Well, sure, I guess. To the second question, Fincher makes it pretty clear what he thinks being masculine means. The pat response to me saying this might be that Norton opposes this vision and in the end defeats it. But does he? It seems to me that he objects to not being the leader and not being informed of the direction of the movement rather than to any of its goals or tactics; his quarrels with the violence are purely personal, not with their content. And the fact that automatic-redemption is foisted on him, that he doesn't have to go through any struggle to receive it, ultimately makes fascism a more paltable option than whatever it is Norton represents in the end.

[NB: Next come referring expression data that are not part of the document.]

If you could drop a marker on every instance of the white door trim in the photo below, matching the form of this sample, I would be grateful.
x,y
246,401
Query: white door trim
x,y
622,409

Which is not to say that what I expect from art is parable; I don't. But any work of art, especially one that is trying to do the things that Fight Club is attempting, does require a certain internal morality. (To Yoshie: "morality" shouldn't be confused with "moralisitic," a distinction that you don't seem able to quite grasp.) The artist should have a clear understanding of the world he is creating. Fincher doesn't, and his incoherence and confused statements end up glorifying facsism and killing his movie.

I do think there is a way to make a movie that shows the allure of fascism, that explores, as you say, Peter, the dolts who follow a charismatic leader into violence, but to do this without endorsing it requires a sharp aesthetic and a clear comprehension of the world you are sketching. As you say, Kubrick does this with A Clockwork Orange--though I wouldn't exactly characterize it as "fascist"--and succeeds because he has a vision and clear moral stance. The same can be said of Roberto Rosellini's Open City, which is the best and fullest cinematic condemnation of fascism that I have seen. Just as Leni Riefenstahl's Triumph of the Will is the best hagiography of it. Either way, politics aside, these films are great art. Fincher's no artist, merely a sheperd of Hollywood celebrities--a fatal flaw when you are trying to make Big Statements like Fight Club is.

Finally, I object to what seems to be the consensus view that this film, along with American Beauty, is an accurate depiction of the psychology of men today. I'm sure Faludi loves this outlook, seeing as how its themes of alienation and confusion dovetail nicely with her new book. But I think it's a mistake to assume that because a few bored, white, suburban, middle-class men are having a new crisis that the same crisis is effecting all men.


>So you're saying the satire doesn't work. And the frightening statement is?

That when Hollywood scans the landscape of fly-over country, from 30,000 feet, this is what they perceive; or, more scary, that this is what feel themselves.


>And the movie touches on the dehumanizing effects of corporate culture when
>Norton's character describes his job. If I remember correctly, he performs
>cost/benefit analysis on automobile defects, calculating whether the number
>of lives lost are worth a recall.

Again, the movie only "touches" on these things; it never coalesces into a whole, or into a critical evaluation or full representation of them. This failure, a sin of omission not commission, lends credibility to the turn toward fascism: his creation of a black-clad, skinheaded army hell-bent on destroying the banking system (read: Jewish-owned).


>Granted, the movie doesn't provide any answers

Oh, but it does. And quite unsettling ones at that.